Dla mnie przeogromny plus, że do knajpy można wchodzić z psami:) jest  nawet dla nich kącik z miską oraz zabawkami. Tylko,że ja osobiście jak wchodzę ze swoim psem to go PILNUJĘ czytaj: siedzi cały czas na moich kolanach tudzież na krześle obok i zachowuje się jak maskotka- czyli leży i pachnie:). Osobiście nie spodobała mi się jedna sytuacja- przyszła grupka ludzi z psem. Piesek chodził sobie po całej knajpie, pod naszym stołem też wylądował. W pewnym momencie do stolika właścicieli czworonoga podszedł kucharz i bardzo grzecznie i z uśmiechem na twarzy poprosił ich żeby pilnowali psa bo wszedł im na kuchnię! Mój komentarz jest zbędny. Oczywiście tutaj nie mam pretensji do obsługi knajpy tylko do właścicieli psa.

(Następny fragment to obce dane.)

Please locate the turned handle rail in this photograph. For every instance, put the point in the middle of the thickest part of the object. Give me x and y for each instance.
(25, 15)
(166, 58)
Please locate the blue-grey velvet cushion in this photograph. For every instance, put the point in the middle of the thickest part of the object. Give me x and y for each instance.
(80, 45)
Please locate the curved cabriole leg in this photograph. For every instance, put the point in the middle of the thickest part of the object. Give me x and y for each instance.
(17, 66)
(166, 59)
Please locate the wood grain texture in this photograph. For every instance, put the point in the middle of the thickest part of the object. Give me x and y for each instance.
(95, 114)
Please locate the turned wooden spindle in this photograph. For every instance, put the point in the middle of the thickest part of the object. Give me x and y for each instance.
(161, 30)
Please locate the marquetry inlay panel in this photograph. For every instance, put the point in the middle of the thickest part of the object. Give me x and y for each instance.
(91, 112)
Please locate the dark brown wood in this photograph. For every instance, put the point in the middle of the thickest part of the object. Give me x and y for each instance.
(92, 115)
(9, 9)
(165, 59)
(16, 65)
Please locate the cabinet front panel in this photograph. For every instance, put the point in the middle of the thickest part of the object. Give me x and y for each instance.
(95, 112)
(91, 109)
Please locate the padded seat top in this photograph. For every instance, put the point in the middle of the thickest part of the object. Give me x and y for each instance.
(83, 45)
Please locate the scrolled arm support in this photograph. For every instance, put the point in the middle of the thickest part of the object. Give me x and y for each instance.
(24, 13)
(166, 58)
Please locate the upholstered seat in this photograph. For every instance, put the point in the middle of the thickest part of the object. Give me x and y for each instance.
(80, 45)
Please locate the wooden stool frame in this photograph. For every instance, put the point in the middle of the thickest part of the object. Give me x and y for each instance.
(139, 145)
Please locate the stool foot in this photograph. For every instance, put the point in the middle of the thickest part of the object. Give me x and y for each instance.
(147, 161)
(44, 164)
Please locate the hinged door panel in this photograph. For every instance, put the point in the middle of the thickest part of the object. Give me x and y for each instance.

Tak czy owak polecam ze względu na bardzooo dobre jedzenie!











na deser oczywiście nie mogło w domku zabraknąć rogalika :)


Mm.

sobota, 7 listopada 2015

Czy ja przespałam kilka tygodni!?

7 listopad. Co prawda troszkę kropi i jeszcze szaro na dworze,ale na moim termometrze jest 13 stopni NA PLUSIE! Postanowiłam posprzątać autko oczywiście w cienkiej jesiennej kurtce,żeby się nie zapocić. Autko ogarnięte więc czas na sobotnie zakupy spożywce. Wjeżdżam  do biedronki a tam:

Zachodzę do jysk'a poszukać nowej poduszki a tam od drzwi witają mnie Mikołaje, renifery, elfy w czapkach i ich cały sprzęt z Laponii...

No to czas do domu! Tam przecież jeszcze mam świeczniki-dynie, nietoperze, sztuczną pajęczynę i inne gadżety, które kojarzą mi się z halloween.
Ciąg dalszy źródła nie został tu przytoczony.